In Detroit, it has been. Here’s my theory.

Detroit is a large city, yes, but it’s one of few that has a majority black population. And because of that, writers and other observers never take the time — the real time — to really dig deep enough into our population here. It’s far more easier to apply a simple label instead of understanding nuance.

Not only that, but there’s an expectation that black people — through the viewpoints of onlookers, mind you — must forever endure a level of hardship. No one can ever see our vitality, our joy, our happiness. We must always wallow in the negative, because it fits neatly into a narrative that black people are always in the position of having to overcome.

Then there’s the narrative of sympathy. By forever branding Detroiters as “gritty,” we’re put in the position of being pitied over. Bleeding hearts all over the place suddenly feel the plight of Detroiters, and what happens when that sentiment arises? Suddenly, the hardscrabble, gritty Detroiters are in need of a savior — someone to rescue us from all this grittiness and strife, because that’s what we’ve been waiting for all this time, right?

No.

I’ll tell you what Detroit is. We’re a prideful people that love our city more than anything — even if we do, in many cases, make the difficult decision to leave the city for somewhere outside the boundaries.

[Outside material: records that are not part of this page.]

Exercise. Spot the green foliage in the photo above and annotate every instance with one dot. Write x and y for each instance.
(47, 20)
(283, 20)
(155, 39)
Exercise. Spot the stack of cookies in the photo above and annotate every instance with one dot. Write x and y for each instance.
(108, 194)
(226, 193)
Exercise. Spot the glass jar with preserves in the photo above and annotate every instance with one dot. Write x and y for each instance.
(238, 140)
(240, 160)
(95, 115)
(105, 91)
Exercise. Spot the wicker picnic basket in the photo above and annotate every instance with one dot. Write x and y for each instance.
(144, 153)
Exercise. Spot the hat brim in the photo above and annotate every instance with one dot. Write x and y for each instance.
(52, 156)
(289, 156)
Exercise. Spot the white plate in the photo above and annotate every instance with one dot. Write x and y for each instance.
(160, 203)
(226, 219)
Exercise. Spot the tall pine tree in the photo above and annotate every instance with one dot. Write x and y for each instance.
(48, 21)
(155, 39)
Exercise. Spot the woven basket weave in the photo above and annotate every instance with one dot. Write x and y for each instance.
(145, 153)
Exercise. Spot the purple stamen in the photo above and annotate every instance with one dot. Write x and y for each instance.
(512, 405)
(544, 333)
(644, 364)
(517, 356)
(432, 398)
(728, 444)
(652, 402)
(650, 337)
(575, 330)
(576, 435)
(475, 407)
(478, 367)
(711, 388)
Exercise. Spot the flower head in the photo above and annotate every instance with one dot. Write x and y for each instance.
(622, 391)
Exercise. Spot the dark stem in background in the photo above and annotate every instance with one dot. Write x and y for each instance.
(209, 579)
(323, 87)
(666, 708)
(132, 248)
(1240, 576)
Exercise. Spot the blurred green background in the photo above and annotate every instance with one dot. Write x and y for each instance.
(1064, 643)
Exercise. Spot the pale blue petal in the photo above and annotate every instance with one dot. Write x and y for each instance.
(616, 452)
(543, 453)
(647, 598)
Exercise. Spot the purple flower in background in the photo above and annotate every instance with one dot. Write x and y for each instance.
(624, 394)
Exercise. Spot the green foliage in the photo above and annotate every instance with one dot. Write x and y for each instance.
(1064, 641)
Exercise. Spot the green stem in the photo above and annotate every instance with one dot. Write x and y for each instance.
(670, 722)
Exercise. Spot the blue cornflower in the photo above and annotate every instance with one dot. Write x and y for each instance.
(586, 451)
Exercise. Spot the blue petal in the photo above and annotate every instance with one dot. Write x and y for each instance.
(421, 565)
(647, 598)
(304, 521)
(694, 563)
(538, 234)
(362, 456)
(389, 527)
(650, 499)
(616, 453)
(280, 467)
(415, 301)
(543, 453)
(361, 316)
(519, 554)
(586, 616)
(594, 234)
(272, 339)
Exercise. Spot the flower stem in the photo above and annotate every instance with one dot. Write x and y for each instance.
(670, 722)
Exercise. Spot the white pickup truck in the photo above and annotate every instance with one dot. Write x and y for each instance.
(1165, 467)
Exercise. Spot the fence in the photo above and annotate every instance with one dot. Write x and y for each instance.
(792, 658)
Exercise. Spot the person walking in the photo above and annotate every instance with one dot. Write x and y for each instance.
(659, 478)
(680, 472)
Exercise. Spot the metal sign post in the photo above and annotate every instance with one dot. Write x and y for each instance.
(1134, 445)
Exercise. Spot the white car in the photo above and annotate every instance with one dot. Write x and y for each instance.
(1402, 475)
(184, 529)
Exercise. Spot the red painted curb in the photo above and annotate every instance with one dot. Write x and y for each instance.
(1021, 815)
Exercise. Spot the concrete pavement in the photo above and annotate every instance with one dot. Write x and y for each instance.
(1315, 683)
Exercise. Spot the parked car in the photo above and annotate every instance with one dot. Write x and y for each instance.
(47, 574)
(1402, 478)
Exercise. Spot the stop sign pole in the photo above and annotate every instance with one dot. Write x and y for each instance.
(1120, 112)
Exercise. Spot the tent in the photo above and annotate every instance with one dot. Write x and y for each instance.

We’re a people who make a way out of no way, something all of our Southern grandparents and great-grandparents passed down to us, and will still marvel at our accomplishment without outside validation. We take Detroit everywhere we go, because this city has instilled something in us that simply cannot be replicated elsewhere. And most of all, we’re a city with multiple identities, multiple human emotions and multiple stories that are far too complex to reduce to one adjective.

So, don’t call our city gritty. All you have to do is get to know us better, and you’ll see we’re so much more.

Aaron Foley is a Detroit native, author of the book “How to Move to Detroit Without Being a Jackass” and the Motor City’s first-ever city storyteller.